Mr. Harper's reference to "policy weapons" underscores the concern that with near-zero interest rates, central bankers of struggling economies can't boost economic growth with further cuts to borrowing costs. At the same time, highly indebted governments no longer have the fiscal room to boost growth through deficit spending.

The tension generated by Canada's push for stronger banking regulations blew up publicly last month when word leaked that Mr. Carney's calls for banks to retain extra capital were strongly criticized behind closed doors in Washington by Jamie Dimon, the head of JPMorgan Chase & Co. A few days later, it emerged that Canada is pushing Mr. Carney for the international board.

The stakes for this fall's meetings of the G20 have risen considerably since French President Nicolas Sarkozy and German Chancellor Angela Merkel announced earlier this week that they will not release details of their plan to recapitalize European banks until the Nov. 3-4 summit in Cannes, France. Finance ministers and central bankers of the G20 arrive in Paris on Thursday for advance meetings that will attempt to craft the outline of a plan that can be approved by world leaders less than three weeks later.
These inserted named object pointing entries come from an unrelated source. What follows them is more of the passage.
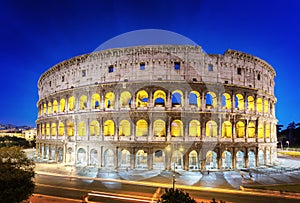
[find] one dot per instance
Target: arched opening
(141, 128)
(81, 129)
(83, 102)
(125, 99)
(142, 99)
(70, 129)
(109, 158)
(210, 100)
(95, 101)
(55, 106)
(193, 160)
(124, 159)
(226, 160)
(211, 129)
(62, 105)
(81, 156)
(177, 98)
(109, 128)
(260, 130)
(239, 102)
(159, 128)
(124, 128)
(48, 129)
(251, 159)
(94, 128)
(259, 105)
(94, 157)
(177, 128)
(141, 159)
(261, 158)
(53, 129)
(240, 159)
(159, 98)
(211, 160)
(177, 160)
(61, 129)
(226, 129)
(159, 160)
(194, 128)
(240, 129)
(251, 130)
(194, 99)
(250, 103)
(49, 108)
(60, 155)
(71, 103)
(109, 100)
(226, 101)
Since the G20 emerged in 2008 as the premier economic forum for decisions on the global economy, the pattern has been that a considerable amount of the work is accomplished beforehand among finance ministers and central bankers.
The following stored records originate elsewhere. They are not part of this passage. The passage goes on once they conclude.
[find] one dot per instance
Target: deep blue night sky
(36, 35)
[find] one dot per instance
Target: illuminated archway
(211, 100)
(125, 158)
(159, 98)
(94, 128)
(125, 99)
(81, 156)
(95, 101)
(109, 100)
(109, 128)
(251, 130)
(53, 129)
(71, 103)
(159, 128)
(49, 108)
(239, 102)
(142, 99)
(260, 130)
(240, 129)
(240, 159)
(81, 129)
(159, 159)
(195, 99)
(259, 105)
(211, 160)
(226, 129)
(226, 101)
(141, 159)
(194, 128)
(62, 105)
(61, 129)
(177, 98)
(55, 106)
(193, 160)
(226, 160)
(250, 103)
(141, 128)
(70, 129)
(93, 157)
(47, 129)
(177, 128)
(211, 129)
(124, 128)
That may explain why the Prime Minister is using such strong language now.

"Both Europe and the G20 have important roles to play in restoring market confidence and protecting the fragile global recovery," he writes. Mr. Harper's prescription calls on Europe to take "immediate and decisive" action to resolve debt and banking-system issues that are strong enough to "overwhelm the problem."
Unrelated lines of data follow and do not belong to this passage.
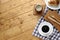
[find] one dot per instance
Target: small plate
(50, 29)
(52, 7)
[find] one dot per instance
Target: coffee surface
(45, 28)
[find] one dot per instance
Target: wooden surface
(17, 21)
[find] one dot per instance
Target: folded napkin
(54, 36)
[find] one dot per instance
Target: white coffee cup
(45, 28)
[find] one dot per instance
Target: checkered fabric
(54, 36)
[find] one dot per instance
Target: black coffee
(45, 28)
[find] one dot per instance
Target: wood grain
(17, 21)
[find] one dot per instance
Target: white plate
(50, 29)
(51, 7)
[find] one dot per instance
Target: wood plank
(4, 1)
(9, 33)
(8, 23)
(17, 11)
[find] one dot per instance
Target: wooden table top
(17, 21)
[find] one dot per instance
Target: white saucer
(51, 7)
(50, 29)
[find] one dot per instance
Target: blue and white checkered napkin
(54, 36)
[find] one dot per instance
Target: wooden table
(17, 21)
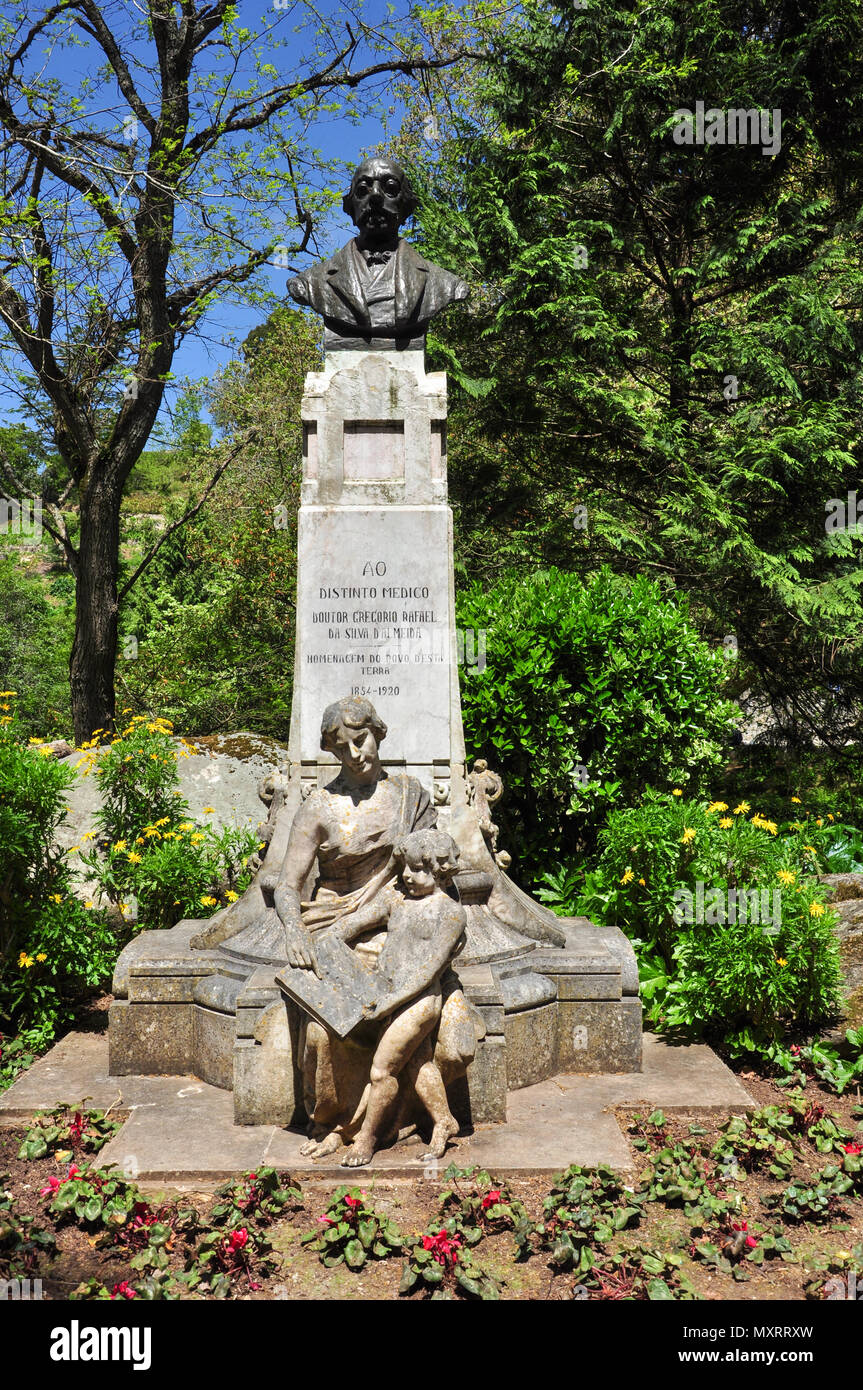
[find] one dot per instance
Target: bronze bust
(377, 293)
As for the G20, he calls for action on many of the pledges the organization has made previously, including last year in Toronto. Among them, Mr. Harper calls for clear and credible debt- and deficit-reduction plans, "meaningful action" to increase exchange-rate flexibility, an "unequivocal commitment" to financial-sector reform and a continued pledge to resist trade protectionism.

Mr. Harper said Canada will be "well ahead of schedule" for meeting the G20 deficit and debt targets set at the Toronto summit. On Wednesday, Finance Canada released new data showing the federal deficit for 2010-11 came in at $33.4-billion, which is lower than the $36.2-billion projected in the June budget.

G20 CALENDAR

2009: The year world leaders meet in Pittsburgh at the onset of the global recession. They declare the G20 as the premier forum for international economic co-operation and approve an unprecedented wave of co-ordinated economic stimulus to the world economy.

2013: The target date set by the G20 in Toronto last year for nations to cut their deficits in half.

2016: The Toronto G20 deadline for members to stabilize or reduce their ratio of government debt to gross domestic product.